Columbia grads design solar-pillow lights for global village
(PhysOrg.com) -- World populations who live without electricity including those in disaster-stricken areas in the wake of floods, earthquakes, and other calamities are who two Columbia University graduates want to help. That is why they have launched their campaign to deliver their solar-rechargeable lamp that packs flat and inflates to create a lightweight, waterproof lantern.
Anna Stork and Andrea Sreshta, graduates from the Columbia Graduate School of Architecture, Planning & Preservation, have a goal to bring their solar-powered pillows to victims of disasters as well as the worlds needy. Their design, LuminAID,at first glance looks like a small boutique store carrier bag with a handle.
LuminAID is actually an inflatable plastic pillow with a thin solar panel and two coin cell batteries. The package can be inflated and deflated down to where it can be packed completely flat. Photovoltaic film is laminated to polyethelenevinyl acetate plastic. The LuminAID device inflates to produce a quality of light similar to a lantern. A white-dot pattern on the device diffuses the light.

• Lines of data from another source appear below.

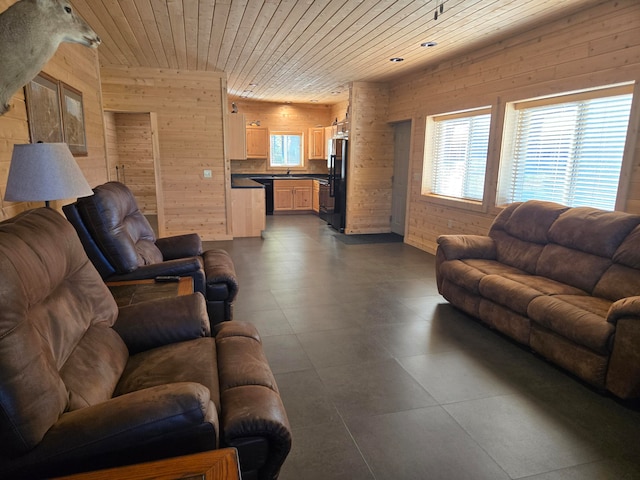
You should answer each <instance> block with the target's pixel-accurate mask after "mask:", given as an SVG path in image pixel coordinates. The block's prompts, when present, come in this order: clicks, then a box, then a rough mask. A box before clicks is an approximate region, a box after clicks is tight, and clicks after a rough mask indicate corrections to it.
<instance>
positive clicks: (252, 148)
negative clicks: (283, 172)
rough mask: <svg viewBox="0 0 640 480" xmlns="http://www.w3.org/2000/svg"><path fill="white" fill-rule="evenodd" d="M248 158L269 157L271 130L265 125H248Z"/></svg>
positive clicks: (260, 157)
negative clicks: (256, 125) (261, 125)
mask: <svg viewBox="0 0 640 480" xmlns="http://www.w3.org/2000/svg"><path fill="white" fill-rule="evenodd" d="M246 129H247V132H246V139H247V158H268V156H269V130H268V129H267V128H265V127H246Z"/></svg>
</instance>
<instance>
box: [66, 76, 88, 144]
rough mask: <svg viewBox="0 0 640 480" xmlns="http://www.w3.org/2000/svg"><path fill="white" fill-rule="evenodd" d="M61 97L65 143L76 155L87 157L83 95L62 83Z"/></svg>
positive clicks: (69, 86) (80, 93)
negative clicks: (84, 155)
mask: <svg viewBox="0 0 640 480" xmlns="http://www.w3.org/2000/svg"><path fill="white" fill-rule="evenodd" d="M60 95H61V96H60V103H61V107H62V126H63V132H64V141H65V142H67V145H69V150H71V153H73V154H74V155H87V138H86V135H85V130H84V105H83V103H82V93H81V92H80V91H78V90H76V89H75V88H72V87H70V86H69V85H67V84H66V83H62V82H60Z"/></svg>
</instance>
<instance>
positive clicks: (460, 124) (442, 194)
mask: <svg viewBox="0 0 640 480" xmlns="http://www.w3.org/2000/svg"><path fill="white" fill-rule="evenodd" d="M490 124H491V108H489V107H484V108H481V109H474V110H467V111H464V112H457V113H451V114H444V115H435V116H431V117H428V118H427V128H426V137H425V163H424V170H423V184H422V194H423V195H439V196H444V197H451V198H454V199H462V200H470V201H479V202H481V201H482V198H483V196H484V178H485V170H486V167H487V150H488V145H489V128H490Z"/></svg>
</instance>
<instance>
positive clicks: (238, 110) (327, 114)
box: [229, 100, 332, 174]
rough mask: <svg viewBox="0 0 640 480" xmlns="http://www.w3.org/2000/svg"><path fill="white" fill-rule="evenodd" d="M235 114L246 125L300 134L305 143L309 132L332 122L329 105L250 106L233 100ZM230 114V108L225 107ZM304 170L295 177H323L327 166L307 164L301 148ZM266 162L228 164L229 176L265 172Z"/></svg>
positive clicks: (247, 162)
mask: <svg viewBox="0 0 640 480" xmlns="http://www.w3.org/2000/svg"><path fill="white" fill-rule="evenodd" d="M234 102H235V104H236V105H237V106H238V111H239V112H240V113H244V114H245V120H246V121H247V123H250V122H253V121H256V120H259V121H260V126H261V127H266V128H268V129H269V130H273V131H283V130H286V131H292V132H295V131H298V132H303V133H304V138H305V142H307V141H308V135H309V128H312V127H318V126H322V127H326V126H329V125H330V124H331V122H332V120H331V106H329V105H295V104H291V105H286V104H285V105H283V104H279V103H267V102H252V101H249V100H234ZM229 111H231V104H229ZM304 155H305V168H304V169H302V170H296V173H320V174H326V173H327V162H326V161H324V160H309V159H308V149H307V147H306V143H305V148H304ZM270 170H271V169H270V168H269V163H268V162H267V160H262V159H251V160H232V161H231V172H232V173H260V172H269V171H270Z"/></svg>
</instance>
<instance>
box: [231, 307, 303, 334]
mask: <svg viewBox="0 0 640 480" xmlns="http://www.w3.org/2000/svg"><path fill="white" fill-rule="evenodd" d="M234 319H235V320H244V321H247V322H249V323H252V324H253V325H255V327H256V328H257V329H258V332H260V336H261V337H262V338H264V337H270V336H273V335H287V334H291V333H293V329H292V328H291V325H289V322H288V321H287V318H286V317H285V316H284V313H282V310H262V311H254V312H246V313H245V312H242V311H241V312H240V313H238V312H235V313H234Z"/></svg>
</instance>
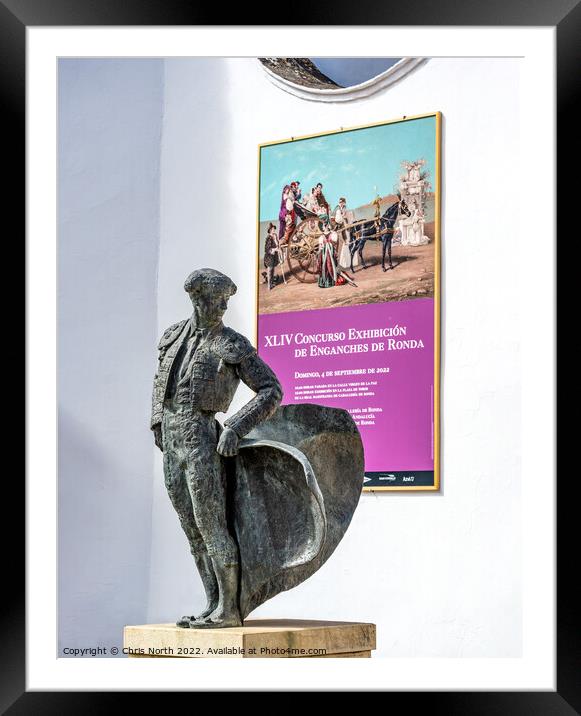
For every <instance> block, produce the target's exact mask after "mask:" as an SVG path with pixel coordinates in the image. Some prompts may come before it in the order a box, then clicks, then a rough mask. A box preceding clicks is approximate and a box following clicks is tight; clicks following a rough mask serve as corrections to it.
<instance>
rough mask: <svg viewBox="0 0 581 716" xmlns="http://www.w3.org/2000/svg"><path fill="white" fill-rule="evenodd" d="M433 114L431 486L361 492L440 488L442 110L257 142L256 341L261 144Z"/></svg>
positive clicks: (433, 489)
mask: <svg viewBox="0 0 581 716" xmlns="http://www.w3.org/2000/svg"><path fill="white" fill-rule="evenodd" d="M427 117H434V118H435V120H436V151H435V157H436V159H435V162H436V166H435V191H434V417H433V430H434V435H433V445H434V484H433V485H430V486H423V485H410V486H409V487H403V486H400V485H398V486H395V487H387V486H386V487H383V486H374V487H365V486H363V491H364V492H414V491H415V492H437V491H438V490H439V489H440V471H441V470H440V463H441V460H440V457H441V456H440V394H441V386H440V382H441V375H440V370H441V367H440V352H441V344H440V341H441V228H442V227H441V218H442V206H441V201H442V196H441V193H442V192H441V182H442V113H441V112H439V111H438V112H428V113H426V114H415V115H409V116H407V115H406V116H403V117H397V118H396V119H388V120H384V121H381V122H373V123H371V124H361V125H356V126H353V127H340V128H339V129H335V130H330V131H326V132H317V133H315V134H305V135H301V136H298V137H288V138H286V139H277V140H273V141H270V142H263V143H261V144H259V145H258V167H257V191H256V265H255V322H254V343H255V345H258V281H259V276H260V159H261V150H262V148H263V147H272V146H274V145H276V144H286V143H288V142H295V141H300V140H303V139H313V138H315V137H326V136H330V135H333V134H343V133H345V132H352V131H354V130H357V129H369V128H371V127H381V126H384V125H386V124H397V123H399V122H410V121H412V120H414V119H425V118H427Z"/></svg>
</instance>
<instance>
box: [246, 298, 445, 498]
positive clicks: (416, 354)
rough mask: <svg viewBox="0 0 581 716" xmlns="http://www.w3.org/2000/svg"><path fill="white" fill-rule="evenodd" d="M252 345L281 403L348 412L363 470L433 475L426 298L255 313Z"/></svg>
mask: <svg viewBox="0 0 581 716" xmlns="http://www.w3.org/2000/svg"><path fill="white" fill-rule="evenodd" d="M333 334H339V335H333ZM341 334H342V335H344V338H343V337H342V335H341ZM258 346H259V353H260V355H261V356H262V357H263V358H264V359H265V360H266V361H267V362H268V364H269V365H270V366H271V367H272V368H273V370H274V371H275V372H276V374H277V376H278V377H279V379H280V381H281V383H282V386H283V389H284V399H283V403H285V404H287V403H300V402H312V403H318V404H320V405H328V406H331V407H339V408H344V409H346V410H348V411H349V413H350V414H351V415H352V417H353V418H354V420H355V422H356V423H357V425H358V428H359V430H360V432H361V435H362V438H363V443H364V446H365V470H366V473H384V472H386V473H389V472H390V471H392V472H401V471H404V472H409V473H410V475H413V473H417V472H422V471H429V472H432V471H433V469H434V452H433V434H434V431H433V416H434V411H433V401H434V385H433V376H434V300H433V299H431V298H426V299H415V300H411V301H406V302H400V303H396V302H391V303H382V304H375V305H362V306H347V307H339V308H333V309H323V310H311V311H301V312H291V313H277V314H271V315H262V316H259V320H258ZM305 353H306V355H305ZM399 481H400V480H398V482H399ZM388 484H389V483H388Z"/></svg>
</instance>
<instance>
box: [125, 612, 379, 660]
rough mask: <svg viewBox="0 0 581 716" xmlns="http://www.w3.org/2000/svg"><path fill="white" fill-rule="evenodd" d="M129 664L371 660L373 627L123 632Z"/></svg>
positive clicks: (372, 639)
mask: <svg viewBox="0 0 581 716" xmlns="http://www.w3.org/2000/svg"><path fill="white" fill-rule="evenodd" d="M123 646H124V653H125V654H126V655H127V656H129V657H130V658H136V657H137V658H143V657H145V658H148V657H149V658H159V657H174V658H176V657H177V658H204V657H205V658H222V659H223V658H235V659H236V658H238V659H246V658H297V657H302V658H325V657H326V658H338V657H339V658H370V657H371V651H372V650H373V649H375V624H366V623H362V622H327V621H310V620H299V619H249V620H247V621H246V622H245V623H244V626H241V627H228V628H226V629H181V628H180V627H176V626H175V625H174V624H142V625H139V626H126V627H125V629H124V630H123Z"/></svg>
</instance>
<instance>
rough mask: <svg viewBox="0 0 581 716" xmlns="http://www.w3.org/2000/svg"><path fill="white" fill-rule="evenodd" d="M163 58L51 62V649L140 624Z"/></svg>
mask: <svg viewBox="0 0 581 716" xmlns="http://www.w3.org/2000/svg"><path fill="white" fill-rule="evenodd" d="M162 108H163V61H162V60H112V59H105V60H87V59H82V60H74V59H67V60H61V61H60V63H59V177H58V178H59V204H58V206H59V222H58V229H59V246H58V272H59V273H58V291H59V293H58V302H59V306H58V308H59V325H58V351H59V355H58V366H59V373H58V394H59V395H58V399H59V446H58V447H59V482H58V491H59V502H58V504H59V513H58V529H59V533H58V537H59V545H58V546H59V563H58V571H59V599H58V603H59V653H60V654H62V653H63V649H64V648H77V647H84V648H88V647H96V646H106V647H111V646H119V645H120V643H121V635H122V631H123V626H124V625H125V624H134V623H136V622H137V623H140V622H143V621H145V611H146V609H145V607H146V602H147V588H148V581H149V555H150V538H151V491H152V477H151V475H152V466H153V450H152V445H151V433H150V431H149V429H148V427H149V426H148V413H149V409H150V404H151V402H150V395H151V375H150V372H151V371H150V368H151V363H150V361H149V360H148V358H149V357H150V356H152V355H153V352H154V350H155V349H154V346H155V340H156V332H157V329H156V325H155V324H156V273H157V260H158V249H159V244H158V239H159V157H160V141H161V115H162Z"/></svg>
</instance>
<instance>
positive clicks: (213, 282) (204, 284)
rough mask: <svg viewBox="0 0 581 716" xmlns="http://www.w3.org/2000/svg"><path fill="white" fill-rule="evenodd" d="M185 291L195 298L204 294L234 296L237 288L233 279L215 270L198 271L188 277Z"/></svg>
mask: <svg viewBox="0 0 581 716" xmlns="http://www.w3.org/2000/svg"><path fill="white" fill-rule="evenodd" d="M184 290H185V291H186V292H187V293H189V294H190V296H195V295H197V294H199V293H202V292H207V291H210V292H214V293H226V294H228V295H229V296H233V295H234V294H235V293H236V291H237V286H236V284H235V283H234V281H232V279H231V278H228V276H225V275H224V274H223V273H220V271H216V270H215V269H196V270H195V271H192V273H191V274H190V275H189V276H188V277H187V279H186V281H185V283H184Z"/></svg>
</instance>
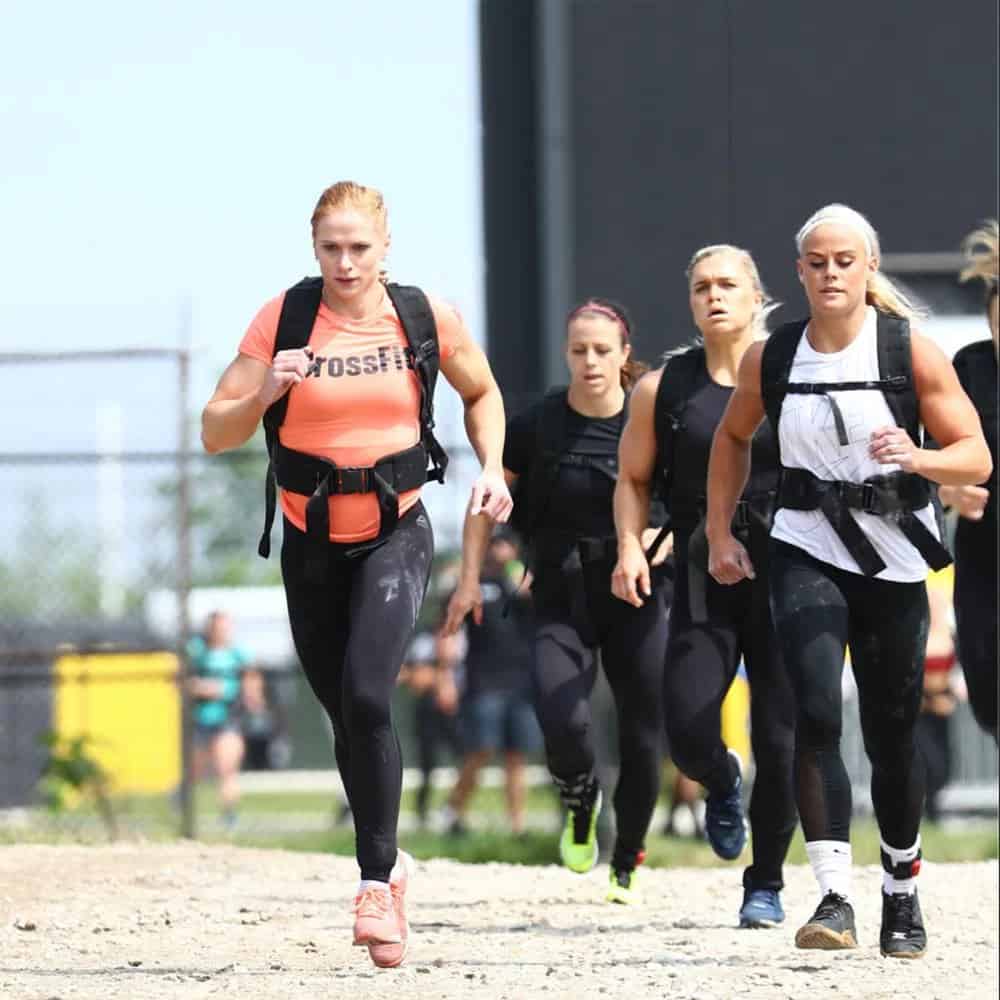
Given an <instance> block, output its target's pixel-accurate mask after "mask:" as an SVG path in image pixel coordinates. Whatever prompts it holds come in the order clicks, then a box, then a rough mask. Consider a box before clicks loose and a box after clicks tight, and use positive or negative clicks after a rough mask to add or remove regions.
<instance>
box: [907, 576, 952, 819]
mask: <svg viewBox="0 0 1000 1000" xmlns="http://www.w3.org/2000/svg"><path fill="white" fill-rule="evenodd" d="M954 578H955V576H954V570H953V568H952V567H951V566H949V567H948V568H946V569H943V570H941V571H940V572H937V573H931V574H930V575H929V576H928V578H927V601H928V604H929V605H930V627H929V629H928V633H927V655H926V659H925V661H924V694H923V700H922V702H921V706H920V717H919V719H918V720H917V729H916V737H917V746H918V747H919V748H920V751H921V753H922V754H923V756H924V762H925V765H926V768H927V793H926V798H925V799H924V811H925V812H926V814H927V818H928V819H931V820H935V821H937V820H938V819H940V816H941V811H940V806H939V802H938V800H939V796H940V793H941V789H942V788H944V786H945V785H947V784H948V781H949V780H950V778H951V769H952V768H951V766H952V759H951V725H952V722H951V717H952V714H953V713H954V711H955V704H956V701H957V698H956V691H955V683H954V681H955V676H954V675H955V670H954V668H955V636H954V628H953V621H952V619H953V611H952V588H953V584H954Z"/></svg>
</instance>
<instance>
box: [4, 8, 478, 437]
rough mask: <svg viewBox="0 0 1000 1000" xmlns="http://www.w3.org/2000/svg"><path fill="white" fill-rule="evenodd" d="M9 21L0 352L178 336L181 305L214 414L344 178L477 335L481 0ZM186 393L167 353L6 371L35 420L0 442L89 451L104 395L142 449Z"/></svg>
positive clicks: (305, 267) (24, 405)
mask: <svg viewBox="0 0 1000 1000" xmlns="http://www.w3.org/2000/svg"><path fill="white" fill-rule="evenodd" d="M4 22H5V23H4V31H3V33H2V38H0V129H2V134H3V136H4V146H5V155H4V161H5V162H4V174H5V177H4V183H3V185H0V218H2V219H3V229H4V239H3V240H2V241H0V275H2V279H0V351H17V350H70V351H72V350H77V349H79V350H85V349H87V348H108V347H125V346H145V347H162V346H168V347H169V346H177V345H178V344H179V343H180V342H181V337H182V334H181V330H182V329H183V327H184V325H185V324H184V320H183V317H184V316H185V314H186V313H187V312H188V310H189V311H190V317H191V323H190V326H191V341H192V346H193V347H194V349H195V362H194V375H195V381H194V403H196V404H197V405H198V406H199V407H200V404H201V402H202V401H203V399H204V397H205V396H206V395H207V393H208V392H210V391H211V388H212V385H213V384H214V381H215V378H216V377H217V375H218V373H219V371H220V370H221V368H222V367H223V366H224V365H225V364H226V363H227V361H228V360H229V359H230V358H231V357H232V356H233V354H234V353H235V350H236V346H237V344H238V342H239V339H240V337H241V335H242V333H243V331H244V329H245V328H246V326H247V324H248V322H249V321H250V319H251V318H252V316H253V314H254V313H255V311H256V310H257V308H258V307H259V306H260V305H261V304H263V302H264V301H265V300H266V299H268V298H270V297H271V296H273V295H274V294H276V293H277V292H278V291H280V290H281V289H282V288H284V287H286V286H288V285H289V284H291V283H293V282H294V281H296V280H298V278H300V277H301V276H302V275H304V274H306V273H313V272H314V270H315V269H314V265H313V260H312V255H311V251H310V243H309V216H310V214H311V212H312V208H313V204H314V202H315V199H316V197H317V195H318V194H319V192H320V191H321V190H322V189H323V188H324V187H325V186H326V185H327V184H329V183H331V182H333V181H335V180H339V179H344V178H351V179H355V180H359V181H361V182H363V183H366V184H371V185H374V186H377V187H379V188H381V189H382V190H383V192H384V194H385V196H386V200H387V203H388V206H389V218H390V225H391V228H392V234H393V249H392V254H391V260H390V264H391V269H392V272H393V274H394V276H396V277H397V278H398V279H400V280H404V281H407V282H411V283H414V284H419V285H422V286H423V287H425V288H427V289H429V290H431V291H433V292H435V293H437V294H438V295H441V296H443V297H445V298H447V299H449V300H450V301H452V302H454V303H455V304H456V305H457V306H458V307H459V308H460V309H461V311H462V312H463V314H464V316H465V318H466V321H467V323H468V325H469V327H470V329H471V330H472V332H473V334H474V335H475V336H476V337H480V336H481V332H482V325H483V302H482V270H483V255H482V246H481V207H480V201H481V198H480V170H479V159H480V147H479V105H478V101H479V92H478V42H477V31H478V28H477V22H476V4H475V2H474V0H432V2H431V3H428V4H414V3H412V2H406V0H383V2H379V3H373V4H360V3H357V2H352V3H341V2H331V0H325V2H318V0H305V2H297V3H295V4H290V5H287V6H285V7H281V6H279V7H275V5H274V4H273V3H263V2H243V3H233V2H224V3H208V4H206V3H201V2H197V3H196V2H194V0H176V2H173V3H171V4H170V5H169V7H168V5H166V4H162V5H139V6H138V7H137V6H136V5H135V4H132V3H124V2H101V0H98V2H96V3H93V4H86V5H77V4H70V3H68V2H65V0H63V2H57V3H55V4H46V5H30V6H29V5H27V4H21V5H18V6H17V7H16V9H15V11H8V12H7V14H6V16H5V18H4ZM40 386H44V391H43V392H40V391H39V387H40ZM171 386H172V375H171V374H170V373H169V371H168V369H167V368H166V366H163V365H160V366H159V367H157V366H146V367H141V366H131V367H130V366H116V367H114V368H111V367H109V366H93V365H90V366H72V367H69V366H67V367H65V368H62V369H60V370H58V371H57V370H54V369H50V370H49V371H48V372H46V373H45V375H44V378H42V377H41V372H40V371H39V369H37V368H36V367H32V368H18V369H11V368H10V367H4V366H0V391H2V392H3V393H4V395H5V396H6V402H7V404H8V406H15V407H17V409H18V411H19V412H21V413H22V414H24V416H25V418H26V419H27V420H29V421H30V422H31V423H32V425H33V426H36V427H37V429H38V431H39V434H38V435H36V436H34V437H33V439H32V440H30V441H29V440H27V439H26V438H25V436H24V435H23V433H22V430H21V429H20V428H13V427H9V426H8V429H7V430H6V431H3V430H0V451H11V450H22V449H29V448H30V449H36V448H37V449H39V450H49V449H56V450H62V449H67V448H75V447H79V448H86V449H90V448H93V447H94V441H95V433H96V432H95V422H96V417H95V409H96V401H97V400H99V399H109V398H110V399H116V398H117V399H120V401H121V403H122V406H123V408H124V410H125V422H126V438H127V440H126V446H131V447H158V446H163V447H170V446H172V444H173V443H174V436H173V427H174V424H173V422H172V421H171V420H169V419H166V415H167V412H168V411H169V409H170V407H171V404H172V402H173V399H174V397H173V395H172V388H171ZM449 395H451V394H446V393H440V394H439V400H440V403H439V405H440V406H441V407H442V408H443V409H444V411H445V412H444V413H443V414H442V415H443V416H444V417H445V421H446V423H449V424H453V422H454V418H455V415H456V414H457V412H458V410H457V407H456V406H455V405H454V402H453V401H452V400H450V399H446V396H449ZM133 411H135V412H134V415H133ZM57 415H59V416H61V419H52V418H53V416H57ZM22 427H23V424H22Z"/></svg>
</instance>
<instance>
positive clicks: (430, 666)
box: [399, 632, 462, 827]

Its good for up to four hours of lighting at 35 lumens, or up to six hours at 20 lumens. The four hour setting, which is High, is designed for reading and task work. The six hour setting, which is Low, can provide households without electricity the light they need for safety or as a simple night light.
Four to six hours of sunlight are required for charging. The battery can be charged 800 times.
Stork and Shreshta consider the lamp as a good alternative to dangerous kerosene lamps, which many global households with no access to electricity continue to use. Stories surface of small children and adults seriously burned from falling kerosene lamps or from lamps accidentally overturned. The LuminAID broader mission is to just bring light in an affordable size and design to those who need it.
Their plan to engineer the effort includes a Buy One, Give One concept. The LuminAID light is to sell for $25 (suggested uses are for travel or camping).
Money which the LuminAID Fund collects will go to sending the lights to needy sites around the world. Desirable purposes for the light are so that families can read, write, and cook, so that students can study longer, and businesses can stay open later, as well as for disaster relief.
As a field test, LuminAID is working with organizations to distribute the light in Rajasthan, India, where they say one in two households lack electricity. The LuminAID lights will be used in rural schools, homes and by small-business owners.
When the campaign ends, say the two LuminAID co-founders, they will place an order with their manufacturer. They say they expect to ship all pledge packages to backers by January 2012.